For the benefit of you non-Torontonians, the Creeds family created an empire for themselves through dry cleaning, fashion and however else you make money in this town. Back in the early 90s, they sold off their clothing retail arm of their company and scaled back greatly their properties for whatever reason. I dont care. At that time, they had a beautiful warehouse at Ave and Dav (Avenue Road and Davenport streets) that they had proposed to carve up into luxury condos. This is my story about viewing the model suite of The Creeds Building:
I enter the suite with my friend Rob, who is doing the actual buying, I’m just along for the ride. He knows this place is way out of his league, but he wants to get a sense of what’s out there as well as snag some happening fixtures ideas.
While Rob is fondling taps and cupboards in the suite, I start looking real close at a set of blueprints on the wall, loving the handwritten technical messages written in such perfect script.
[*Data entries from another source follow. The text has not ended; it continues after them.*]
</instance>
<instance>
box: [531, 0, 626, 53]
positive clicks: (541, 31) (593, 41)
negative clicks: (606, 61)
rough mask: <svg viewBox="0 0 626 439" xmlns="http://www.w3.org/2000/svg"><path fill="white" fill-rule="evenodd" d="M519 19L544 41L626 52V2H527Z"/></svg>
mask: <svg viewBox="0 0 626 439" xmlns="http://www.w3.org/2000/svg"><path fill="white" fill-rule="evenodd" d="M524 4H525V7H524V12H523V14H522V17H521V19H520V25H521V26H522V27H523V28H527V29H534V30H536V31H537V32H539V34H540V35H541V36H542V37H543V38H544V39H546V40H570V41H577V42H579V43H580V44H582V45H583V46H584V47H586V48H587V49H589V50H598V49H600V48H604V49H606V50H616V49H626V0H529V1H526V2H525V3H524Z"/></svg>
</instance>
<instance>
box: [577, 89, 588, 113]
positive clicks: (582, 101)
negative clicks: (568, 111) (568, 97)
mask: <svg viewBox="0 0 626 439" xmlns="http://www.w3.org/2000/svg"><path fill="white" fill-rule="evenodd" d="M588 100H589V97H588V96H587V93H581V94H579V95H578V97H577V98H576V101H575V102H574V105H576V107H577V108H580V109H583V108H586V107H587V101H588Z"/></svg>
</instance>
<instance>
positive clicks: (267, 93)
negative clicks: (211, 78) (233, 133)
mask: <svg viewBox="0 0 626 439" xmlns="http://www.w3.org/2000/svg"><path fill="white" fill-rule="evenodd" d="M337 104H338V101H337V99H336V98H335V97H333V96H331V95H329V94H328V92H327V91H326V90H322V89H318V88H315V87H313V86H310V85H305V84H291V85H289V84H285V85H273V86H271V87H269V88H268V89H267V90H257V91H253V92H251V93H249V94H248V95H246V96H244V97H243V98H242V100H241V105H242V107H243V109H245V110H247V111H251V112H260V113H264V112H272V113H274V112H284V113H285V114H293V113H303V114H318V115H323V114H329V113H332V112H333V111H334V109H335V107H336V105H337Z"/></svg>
A door opens behind me and I turn to see the saleswoman stride purposefully towards me in a perfect Chanel suit. Her hair one solid piece, very much like the Battlestar Galactica helmets from the old TV show. She is the epitomy of “luxury condo saleswoman”. She engages me with welcomes and smiles.
And she smells of fresh fart.
We both acknowledge the smell cloud between us by not acknowledging the smell, but its there in our manner towards each other. I am sure my eyes are screaming “I don’t believe it! Miss Perfect tooted!” while her manner towards me suggested that I should be emptying the office trash cans, not inquiring about marble finishes. I diffuse the situtation by directing her to Rob, the reason for being plunged into this embarassment. She leaves me happily, making me wonder just how many suites they’re going to sell with a stinky salesperson like her.
As we’re leaving Rob says: “Did you smell the one I let go in there?”